Migas con chorizo: receta casera al estilo español auténtico
Prepara esta receta paso a paso de migas con chorizo, perfecta para disfrutar en cualquier ocasión de una auténtica comida española.
La receta de migas tiene orígenes pastoriles y se preparaba como una forma de aprovechar el pan duro en los largos días de trabajo en el campo.
ShutterstockEsta receta de migas con chorizo representa uno de los platos más tradicionales y reconfortantes de la cocina rural. Su sencillez y sabor profundo la convierten en una opción perfecta para compartir en familia. Con ingredientes básicos y una preparación accesible, esta receta rescata tradiciones que han pasado de generación en generación.
Ingredientes para unas migas con chorizo perfectas
Rinde 4 porciones.
- Pan duro del día anterior: 400 g.
- Chorizo: 200 g.
- Tocino o panceta: 120 g.
- Aceite de oliva: 4 cucharadas.
- Ajos enteros con piel: 6 unidades.
- Pimentón dulce: 1 cucharadita.
- Sal: al gusto.
- Opcional: uvas, huevo frito, pimientos verdes fritos.
Paso a paso ¡muy fácil!
1- Corta el pan duro en cubos o migas pequeñas. Humedécelo ligeramente con agua y deja reposar cubierto con un paño durante 30 minutos.
2- En una sartén grande, calienta el aceite y agrega el tocino o panceta. Cocina hasta que esté dorado y retíralo.
3- En la misma sartén, sofríe el chorizo en rodajas hasta que suelte su grasa. Reserva junto al tocino.
4- Añade los ajos enteros con piel y dóralos suavemente para aromatizar.
5- Agrega el pan humedecido y remueve constantemente para que se tueste de manera pareja. Cocina a fuego medio.
6- Añade sal y pimentón dulce, mezclando de inmediato para evitar que el pimentón se queme.

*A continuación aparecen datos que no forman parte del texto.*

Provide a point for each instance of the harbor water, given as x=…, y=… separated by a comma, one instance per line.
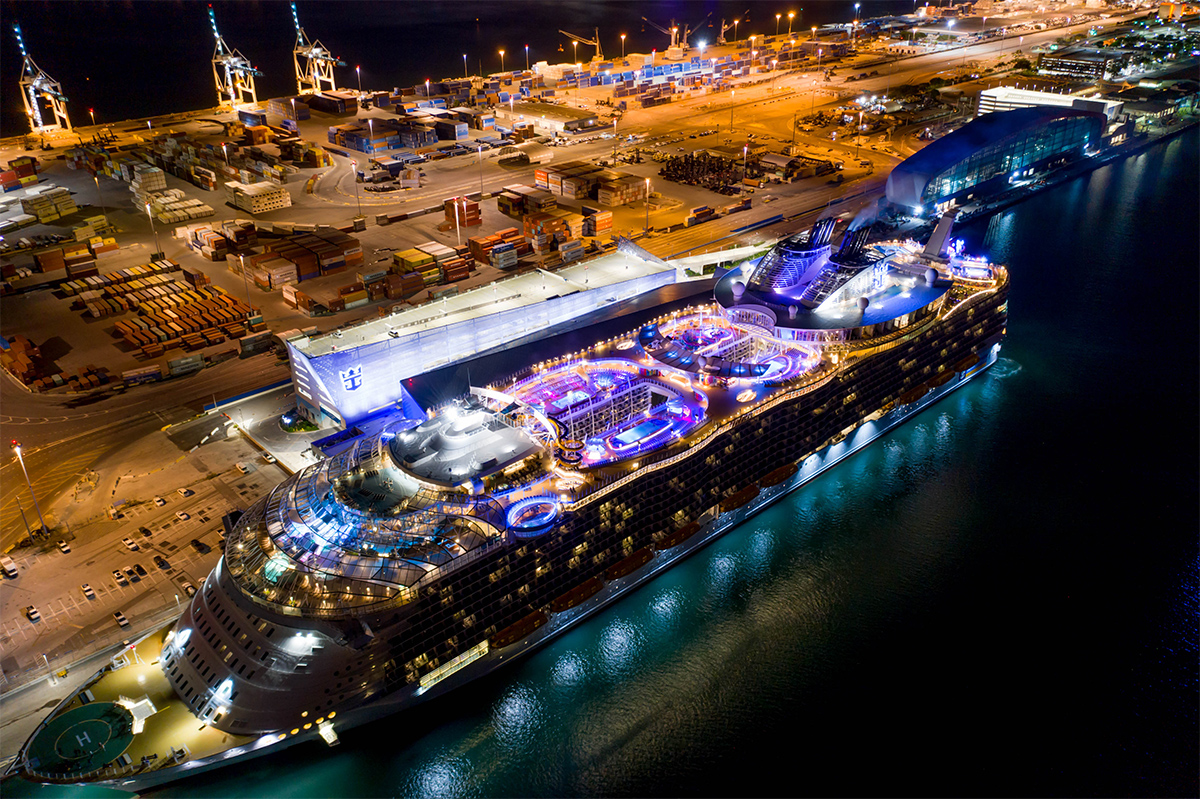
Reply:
x=997, y=598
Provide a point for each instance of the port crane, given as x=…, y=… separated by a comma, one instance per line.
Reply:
x=37, y=88
x=724, y=29
x=232, y=71
x=678, y=36
x=593, y=42
x=313, y=64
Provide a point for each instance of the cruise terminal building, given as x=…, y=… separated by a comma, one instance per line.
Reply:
x=987, y=155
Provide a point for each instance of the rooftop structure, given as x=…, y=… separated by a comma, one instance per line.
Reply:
x=351, y=373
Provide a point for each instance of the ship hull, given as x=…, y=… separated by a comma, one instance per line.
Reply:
x=613, y=590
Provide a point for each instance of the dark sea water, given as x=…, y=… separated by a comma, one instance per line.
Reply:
x=997, y=599
x=135, y=59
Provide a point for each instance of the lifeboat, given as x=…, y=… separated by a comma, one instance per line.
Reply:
x=739, y=499
x=779, y=475
x=629, y=564
x=678, y=536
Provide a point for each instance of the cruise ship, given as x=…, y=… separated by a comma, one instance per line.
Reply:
x=436, y=551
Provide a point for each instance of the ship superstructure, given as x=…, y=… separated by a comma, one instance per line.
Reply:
x=426, y=554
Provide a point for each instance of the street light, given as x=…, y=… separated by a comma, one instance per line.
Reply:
x=647, y=205
x=157, y=254
x=16, y=448
x=354, y=168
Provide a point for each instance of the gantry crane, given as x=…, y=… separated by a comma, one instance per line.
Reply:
x=36, y=88
x=678, y=35
x=594, y=42
x=315, y=65
x=232, y=71
x=744, y=17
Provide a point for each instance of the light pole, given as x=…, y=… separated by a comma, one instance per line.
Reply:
x=157, y=254
x=100, y=198
x=354, y=175
x=16, y=448
x=647, y=205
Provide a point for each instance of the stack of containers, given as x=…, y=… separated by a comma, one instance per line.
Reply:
x=21, y=172
x=597, y=222
x=462, y=211
x=414, y=260
x=504, y=256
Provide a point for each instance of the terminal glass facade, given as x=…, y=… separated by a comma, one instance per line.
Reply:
x=1031, y=146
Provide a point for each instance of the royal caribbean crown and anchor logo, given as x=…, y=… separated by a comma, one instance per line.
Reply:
x=352, y=378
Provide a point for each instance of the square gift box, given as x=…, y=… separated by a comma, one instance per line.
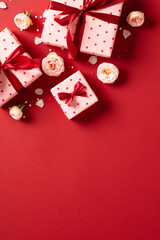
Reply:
x=98, y=36
x=79, y=103
x=8, y=43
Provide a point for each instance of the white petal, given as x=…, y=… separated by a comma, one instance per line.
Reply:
x=93, y=60
x=3, y=5
x=37, y=41
x=40, y=103
x=39, y=91
x=126, y=33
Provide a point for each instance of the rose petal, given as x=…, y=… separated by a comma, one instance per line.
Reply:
x=3, y=5
x=40, y=103
x=39, y=91
x=93, y=60
x=37, y=41
x=126, y=33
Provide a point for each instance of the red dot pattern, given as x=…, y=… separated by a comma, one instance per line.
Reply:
x=102, y=32
x=79, y=103
x=8, y=43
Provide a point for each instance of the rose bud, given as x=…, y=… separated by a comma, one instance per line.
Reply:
x=53, y=65
x=16, y=112
x=135, y=18
x=107, y=73
x=23, y=20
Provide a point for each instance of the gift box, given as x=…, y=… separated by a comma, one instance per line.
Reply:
x=74, y=95
x=13, y=80
x=98, y=35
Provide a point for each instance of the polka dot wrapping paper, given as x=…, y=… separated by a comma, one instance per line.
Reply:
x=79, y=103
x=98, y=36
x=8, y=43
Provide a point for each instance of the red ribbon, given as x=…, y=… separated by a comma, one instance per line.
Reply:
x=17, y=61
x=72, y=13
x=78, y=91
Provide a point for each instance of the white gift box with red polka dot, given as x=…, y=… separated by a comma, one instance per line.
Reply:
x=79, y=103
x=98, y=37
x=8, y=43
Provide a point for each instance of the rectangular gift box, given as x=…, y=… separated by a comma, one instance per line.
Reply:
x=79, y=103
x=98, y=36
x=8, y=43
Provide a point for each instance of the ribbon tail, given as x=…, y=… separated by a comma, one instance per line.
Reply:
x=69, y=101
x=70, y=43
x=13, y=80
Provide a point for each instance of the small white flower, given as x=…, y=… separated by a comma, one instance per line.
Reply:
x=135, y=18
x=53, y=65
x=107, y=73
x=3, y=5
x=23, y=20
x=16, y=112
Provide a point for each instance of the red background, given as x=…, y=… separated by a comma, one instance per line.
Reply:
x=96, y=177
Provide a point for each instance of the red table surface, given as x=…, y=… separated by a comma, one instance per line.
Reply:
x=96, y=177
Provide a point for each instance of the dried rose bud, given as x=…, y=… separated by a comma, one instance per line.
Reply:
x=23, y=20
x=53, y=65
x=135, y=18
x=16, y=112
x=107, y=73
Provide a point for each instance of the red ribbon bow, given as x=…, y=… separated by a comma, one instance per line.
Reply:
x=17, y=61
x=78, y=91
x=72, y=13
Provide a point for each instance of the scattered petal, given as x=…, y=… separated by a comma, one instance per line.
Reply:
x=3, y=5
x=40, y=103
x=126, y=33
x=93, y=60
x=39, y=91
x=37, y=41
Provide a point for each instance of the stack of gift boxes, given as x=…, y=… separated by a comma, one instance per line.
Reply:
x=97, y=32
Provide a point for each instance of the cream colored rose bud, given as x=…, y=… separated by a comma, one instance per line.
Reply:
x=107, y=73
x=16, y=112
x=53, y=65
x=135, y=18
x=23, y=20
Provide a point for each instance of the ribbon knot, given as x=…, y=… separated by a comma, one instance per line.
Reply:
x=78, y=91
x=16, y=60
x=70, y=14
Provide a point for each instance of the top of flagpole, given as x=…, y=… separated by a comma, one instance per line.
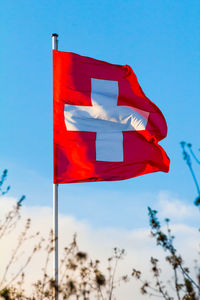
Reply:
x=54, y=41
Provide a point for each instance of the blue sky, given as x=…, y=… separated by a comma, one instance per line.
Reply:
x=159, y=39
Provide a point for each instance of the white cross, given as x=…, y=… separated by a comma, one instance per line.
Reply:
x=106, y=118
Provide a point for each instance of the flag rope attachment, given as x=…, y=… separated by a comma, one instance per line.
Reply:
x=55, y=207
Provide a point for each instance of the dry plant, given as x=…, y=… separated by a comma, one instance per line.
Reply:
x=185, y=287
x=81, y=278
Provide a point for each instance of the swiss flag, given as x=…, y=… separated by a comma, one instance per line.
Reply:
x=105, y=128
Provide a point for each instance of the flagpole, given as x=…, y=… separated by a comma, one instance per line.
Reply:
x=55, y=204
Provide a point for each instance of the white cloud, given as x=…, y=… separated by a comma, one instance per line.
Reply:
x=138, y=244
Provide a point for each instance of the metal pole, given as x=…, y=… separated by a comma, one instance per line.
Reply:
x=55, y=205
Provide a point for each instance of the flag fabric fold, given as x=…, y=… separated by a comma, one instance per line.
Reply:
x=104, y=127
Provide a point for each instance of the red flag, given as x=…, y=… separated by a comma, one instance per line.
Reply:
x=105, y=128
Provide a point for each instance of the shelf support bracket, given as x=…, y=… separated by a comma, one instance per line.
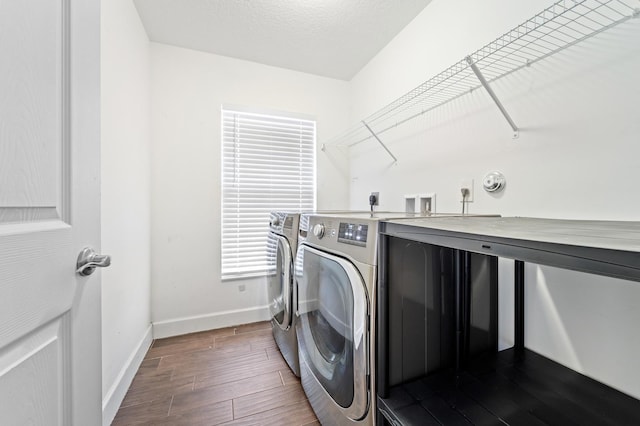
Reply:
x=489, y=90
x=395, y=160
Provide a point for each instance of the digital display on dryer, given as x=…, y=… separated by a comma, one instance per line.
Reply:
x=353, y=233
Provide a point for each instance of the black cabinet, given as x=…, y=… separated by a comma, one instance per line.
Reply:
x=437, y=360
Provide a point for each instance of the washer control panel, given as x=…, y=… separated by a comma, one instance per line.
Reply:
x=353, y=233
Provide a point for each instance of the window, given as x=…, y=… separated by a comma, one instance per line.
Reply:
x=268, y=164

7- Cuando las migas estén doradas y sueltas, incorpora el chorizo y el tocino nuevamente. Mezcla y cocina 5 minutos más.
8- Acompaña con huevo frito, uvas o pimientos fritos según tu preferencia.
De la cocina a la mesa
Las migas con chorizo son una de esas preparaciones que demuestran cómo, con ingredientes humildes, se puede lograr un plato lleno de carácter y tradición. Su textura crujiente combinada con el sabor intenso del chorizo crea una experiencia reconfortante ideal para compartir. Esta receta se adapta fácilmente a diferentes gustos: puedes acompañarlas con huevo frito para un toque más sustancioso, con pimientos verdes fritos para añadir frescura o incluso con uvas si prefieres un contraste dulce. Prepararlas es una forma deliciosa de mantener viva una tradición culinaria que sigue enamorando paladares. ¡A disfrutar!